Validation report for the CI_1 Database

Authors

Susanne Beinrucker, Florian Schiel

Affiliation

BAS Bayerisches Archiv für Sprachsignale
Institut für Phonetik
Universität München

Postal address

Schellingstr. 3
D 80799 München

E-mail

schiel@phonetik.uni-muenchen.de
bas@phonetik.uni-muenchen.de

Telephone

+49-89-2180-2758

Fax

+49-89-2180-5790

Corpus Version

1.1

Date

2014-06-13

Status

In progress

Comment


Validation Guidelines

Florian Schiel: The Validation of Speech Corpora, Bastard Verlag, 2003, www.bas.uni-muenchen.de/Forschung/BITS/TP2/Cookbook

Validation results of the CI_1 Corpus:

Summary

The speech corpus CI_1 (Thesis data Veronika Neumeyer: CI Articulation) has been validated against general principles of good practise. The validation covered completeness, formal checks and manual checks of the selected sub samples. The corpus and its documentation is partially incomplete but with the suggested improvements and corrections it will be in good condition.

Aside from some missing information, the corpus is in moderate to good shape for scientific usage and will become as good for technical usage if the sample rate will be corrected.
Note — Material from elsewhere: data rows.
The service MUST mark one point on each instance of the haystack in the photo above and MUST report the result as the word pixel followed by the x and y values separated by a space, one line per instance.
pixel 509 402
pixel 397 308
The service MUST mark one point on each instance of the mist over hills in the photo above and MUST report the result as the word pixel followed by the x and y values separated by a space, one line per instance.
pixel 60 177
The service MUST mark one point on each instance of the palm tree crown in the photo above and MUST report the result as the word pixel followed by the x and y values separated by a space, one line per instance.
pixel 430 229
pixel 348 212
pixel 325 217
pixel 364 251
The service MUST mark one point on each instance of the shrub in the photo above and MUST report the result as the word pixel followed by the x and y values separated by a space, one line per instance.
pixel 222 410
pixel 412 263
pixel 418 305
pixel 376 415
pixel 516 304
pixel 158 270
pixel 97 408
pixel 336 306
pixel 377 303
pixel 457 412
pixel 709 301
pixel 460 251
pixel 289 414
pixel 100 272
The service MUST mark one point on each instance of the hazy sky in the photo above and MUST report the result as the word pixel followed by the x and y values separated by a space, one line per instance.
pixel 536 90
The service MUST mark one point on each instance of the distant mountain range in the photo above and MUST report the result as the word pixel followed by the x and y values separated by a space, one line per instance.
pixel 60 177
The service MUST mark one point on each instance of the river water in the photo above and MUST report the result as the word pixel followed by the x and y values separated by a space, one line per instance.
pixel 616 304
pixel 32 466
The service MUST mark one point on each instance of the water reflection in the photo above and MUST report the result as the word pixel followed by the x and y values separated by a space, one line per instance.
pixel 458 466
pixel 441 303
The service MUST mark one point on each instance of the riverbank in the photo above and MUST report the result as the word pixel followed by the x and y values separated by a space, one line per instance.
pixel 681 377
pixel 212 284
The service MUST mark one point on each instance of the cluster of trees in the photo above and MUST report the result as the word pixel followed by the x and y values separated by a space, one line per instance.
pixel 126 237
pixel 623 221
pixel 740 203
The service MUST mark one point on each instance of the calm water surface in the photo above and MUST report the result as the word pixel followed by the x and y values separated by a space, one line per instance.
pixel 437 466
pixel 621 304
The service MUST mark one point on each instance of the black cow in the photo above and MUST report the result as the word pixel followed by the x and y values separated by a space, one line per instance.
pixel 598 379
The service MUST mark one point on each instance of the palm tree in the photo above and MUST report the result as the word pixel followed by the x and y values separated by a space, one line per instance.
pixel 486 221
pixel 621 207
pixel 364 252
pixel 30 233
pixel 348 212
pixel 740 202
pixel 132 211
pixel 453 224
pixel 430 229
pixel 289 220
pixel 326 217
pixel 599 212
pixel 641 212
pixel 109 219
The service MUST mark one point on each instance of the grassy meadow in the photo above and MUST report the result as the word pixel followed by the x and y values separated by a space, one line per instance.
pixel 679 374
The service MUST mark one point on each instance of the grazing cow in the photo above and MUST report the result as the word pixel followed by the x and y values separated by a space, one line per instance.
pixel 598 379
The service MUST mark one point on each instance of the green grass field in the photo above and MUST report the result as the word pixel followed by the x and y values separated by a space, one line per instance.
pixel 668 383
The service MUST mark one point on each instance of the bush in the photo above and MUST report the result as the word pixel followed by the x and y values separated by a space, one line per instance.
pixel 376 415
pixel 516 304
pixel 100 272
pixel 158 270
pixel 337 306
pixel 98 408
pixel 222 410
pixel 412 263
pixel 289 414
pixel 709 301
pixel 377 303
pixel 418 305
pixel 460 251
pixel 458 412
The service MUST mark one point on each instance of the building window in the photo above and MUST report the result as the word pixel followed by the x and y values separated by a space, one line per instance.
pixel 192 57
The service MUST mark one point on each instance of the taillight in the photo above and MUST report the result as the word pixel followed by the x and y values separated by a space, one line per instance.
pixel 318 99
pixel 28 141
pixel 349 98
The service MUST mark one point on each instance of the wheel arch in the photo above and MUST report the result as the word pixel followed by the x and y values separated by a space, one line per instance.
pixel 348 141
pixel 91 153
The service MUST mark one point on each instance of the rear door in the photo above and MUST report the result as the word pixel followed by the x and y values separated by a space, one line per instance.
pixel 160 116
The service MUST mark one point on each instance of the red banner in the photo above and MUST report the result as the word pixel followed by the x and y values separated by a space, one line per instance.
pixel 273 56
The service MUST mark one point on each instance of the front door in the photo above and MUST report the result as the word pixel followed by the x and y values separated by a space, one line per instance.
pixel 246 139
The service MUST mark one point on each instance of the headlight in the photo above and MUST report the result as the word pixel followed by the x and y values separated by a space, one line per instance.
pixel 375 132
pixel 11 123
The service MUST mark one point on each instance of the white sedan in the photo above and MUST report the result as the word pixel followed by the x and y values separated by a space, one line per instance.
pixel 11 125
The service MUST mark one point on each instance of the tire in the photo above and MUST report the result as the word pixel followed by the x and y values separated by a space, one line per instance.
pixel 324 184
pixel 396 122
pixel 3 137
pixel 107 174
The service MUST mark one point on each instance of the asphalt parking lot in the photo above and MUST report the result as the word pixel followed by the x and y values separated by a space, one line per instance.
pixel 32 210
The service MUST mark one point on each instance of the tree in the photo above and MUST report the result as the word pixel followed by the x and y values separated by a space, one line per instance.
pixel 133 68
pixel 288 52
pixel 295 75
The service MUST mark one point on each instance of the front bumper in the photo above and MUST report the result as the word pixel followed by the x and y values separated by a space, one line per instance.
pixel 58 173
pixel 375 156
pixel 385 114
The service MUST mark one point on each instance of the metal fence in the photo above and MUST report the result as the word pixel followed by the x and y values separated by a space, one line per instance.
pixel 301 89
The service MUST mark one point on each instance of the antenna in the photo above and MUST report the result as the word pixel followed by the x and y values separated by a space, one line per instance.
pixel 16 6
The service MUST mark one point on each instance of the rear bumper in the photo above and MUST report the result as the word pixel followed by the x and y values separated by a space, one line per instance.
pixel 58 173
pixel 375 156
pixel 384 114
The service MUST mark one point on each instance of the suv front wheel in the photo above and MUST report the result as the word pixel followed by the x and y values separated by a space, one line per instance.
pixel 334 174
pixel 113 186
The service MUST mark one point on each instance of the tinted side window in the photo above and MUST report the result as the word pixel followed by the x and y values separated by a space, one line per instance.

Introduction and Corpus Description

This document summarizes the results of an in-house validation of the speech corpus AsiCa made in the year 2014 by the Institute of Phonetics of the Ludwig-Maximilians-University Munich. The speech corpus was created in 2009 by a graduate student for her final thesis at the same institute.

CI_1 is a collection of 29 native German speakers - normal hearing and CI-users. The speech items are recordings of written prompts. 23 speakers were phonetically analysed. The EMU analysis contains formant (fms), fundamental frequency (f0), energy (rms) and zero-crossing rate (zcr) analysis.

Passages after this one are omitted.